Richardson stated his concern about the loss of Shea Weber and spoke to the excitement of the new direction of the team’s defensive scheme. 

“It’s a big concern, but it’s the time of the year that it gives you time to plan around it and worry about the guys who are able to play,” Richardson said. “There’s some great young players I’m looking forward to work with and I’ve done that quite a bit with Ottawa with the young players coming up and then in the American league in Binghamton for four years. So I’m real excited to work with some of the young players that are coming in. I know I saw Victor Mete play last year quite a bit in the world juniors and a little bit on TV, but not very much. But the puck-moving defenceman and guys like that nowadays is how the league’s built. So I’m looking forward to that.”

“There’s some great young players I’m looking forward to work with..”

This season is clearly a transition season.

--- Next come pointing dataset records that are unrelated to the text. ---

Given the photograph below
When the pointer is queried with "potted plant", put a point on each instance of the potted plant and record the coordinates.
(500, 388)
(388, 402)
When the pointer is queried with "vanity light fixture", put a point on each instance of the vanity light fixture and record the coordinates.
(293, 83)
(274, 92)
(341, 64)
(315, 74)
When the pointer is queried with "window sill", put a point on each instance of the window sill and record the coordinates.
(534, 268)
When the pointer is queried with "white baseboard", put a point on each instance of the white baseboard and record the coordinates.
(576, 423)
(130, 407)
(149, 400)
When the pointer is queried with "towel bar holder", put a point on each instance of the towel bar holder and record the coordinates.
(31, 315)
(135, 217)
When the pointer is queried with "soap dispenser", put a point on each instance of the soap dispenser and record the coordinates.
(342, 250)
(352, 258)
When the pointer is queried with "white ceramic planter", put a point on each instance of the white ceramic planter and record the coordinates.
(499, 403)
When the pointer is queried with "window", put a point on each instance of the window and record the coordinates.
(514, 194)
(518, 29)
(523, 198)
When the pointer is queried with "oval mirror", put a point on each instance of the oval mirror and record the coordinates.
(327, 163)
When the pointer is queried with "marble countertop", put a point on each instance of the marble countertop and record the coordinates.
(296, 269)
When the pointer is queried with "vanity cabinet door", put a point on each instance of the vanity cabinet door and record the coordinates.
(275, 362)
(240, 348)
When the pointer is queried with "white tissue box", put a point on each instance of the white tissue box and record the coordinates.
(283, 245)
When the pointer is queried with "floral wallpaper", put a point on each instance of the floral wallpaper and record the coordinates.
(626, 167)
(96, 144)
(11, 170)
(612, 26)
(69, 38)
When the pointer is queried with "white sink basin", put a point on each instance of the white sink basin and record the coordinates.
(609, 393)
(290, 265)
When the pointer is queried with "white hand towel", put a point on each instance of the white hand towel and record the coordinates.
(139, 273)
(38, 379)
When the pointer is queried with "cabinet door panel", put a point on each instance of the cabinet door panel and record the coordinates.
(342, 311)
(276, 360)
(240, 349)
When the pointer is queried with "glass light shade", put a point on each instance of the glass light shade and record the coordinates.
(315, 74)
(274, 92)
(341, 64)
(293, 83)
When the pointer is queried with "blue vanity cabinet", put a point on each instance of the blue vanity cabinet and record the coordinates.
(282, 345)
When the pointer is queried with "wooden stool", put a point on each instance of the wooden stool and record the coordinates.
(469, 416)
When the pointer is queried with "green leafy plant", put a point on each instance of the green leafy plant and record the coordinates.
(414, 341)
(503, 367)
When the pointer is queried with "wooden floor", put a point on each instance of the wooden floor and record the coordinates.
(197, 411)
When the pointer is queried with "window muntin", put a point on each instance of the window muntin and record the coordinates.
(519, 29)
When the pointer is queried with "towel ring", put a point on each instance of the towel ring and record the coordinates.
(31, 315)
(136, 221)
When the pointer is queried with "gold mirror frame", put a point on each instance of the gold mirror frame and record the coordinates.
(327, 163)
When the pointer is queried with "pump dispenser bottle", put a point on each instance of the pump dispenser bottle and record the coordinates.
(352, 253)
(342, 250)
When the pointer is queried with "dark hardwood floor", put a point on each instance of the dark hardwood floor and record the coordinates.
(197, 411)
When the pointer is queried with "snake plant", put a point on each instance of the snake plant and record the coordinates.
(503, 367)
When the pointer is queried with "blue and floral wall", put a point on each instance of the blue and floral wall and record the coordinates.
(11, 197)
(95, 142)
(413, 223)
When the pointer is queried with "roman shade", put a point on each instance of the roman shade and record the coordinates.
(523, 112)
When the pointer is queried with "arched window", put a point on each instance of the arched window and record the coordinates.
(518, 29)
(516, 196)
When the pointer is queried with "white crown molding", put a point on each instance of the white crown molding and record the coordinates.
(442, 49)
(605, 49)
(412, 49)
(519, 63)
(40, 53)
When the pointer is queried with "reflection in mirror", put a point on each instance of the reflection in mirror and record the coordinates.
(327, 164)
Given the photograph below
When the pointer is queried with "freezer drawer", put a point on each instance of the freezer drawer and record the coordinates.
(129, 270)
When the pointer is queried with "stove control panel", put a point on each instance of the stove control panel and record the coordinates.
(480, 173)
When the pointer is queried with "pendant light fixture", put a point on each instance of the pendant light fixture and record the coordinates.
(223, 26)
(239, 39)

While it is important for Montreal to focus on developing their own picks as part of the youth movement, some jobs will still be available to anyone willing to step up. There has been a flood of new defenders signed to the team at all levels and even a professional try out for Simon Despres. Those moves could cause a trickle-down effect for the depth defenders in Montreal and Laval that were not drafted by the team. They may end up being cast aside via trade or waiver.

This is where a healthy and focused Carey Price is needed most. When he is on his game, Price acts as a third defender, retrieving dump-ins, directing traffic in the defensive zone and making key saves. If he can return to his career average level of play it would be a significant improvement over last season, shaving approximately one goal-against per game off the team average last season. That alone would make the new edition of the Habs defence a much better squad than the one seen last October.

Regardless of how diligent the coaching staff is in preparing for a season opener without Weber, mistakes will be made by the defensemen that will form the 2018-19 edition. The responsibility to cover those errors will fall to Carey Price and Antti Niemi when he steps onto the ice. If Price is able to mask those errors, and Richardson can guide the defense into playing the style that is becoming the standard in the NHL, the defense will be much improved one from what was seen at the start of the last season.

Weber’s return will only help improve that defense even further. While it is highly likely to be improved from last season, it will need more time and likely a couple more additions before it can potentially become better than the defense of the 2016-17 season, where the Habs placed fourth in the NHL.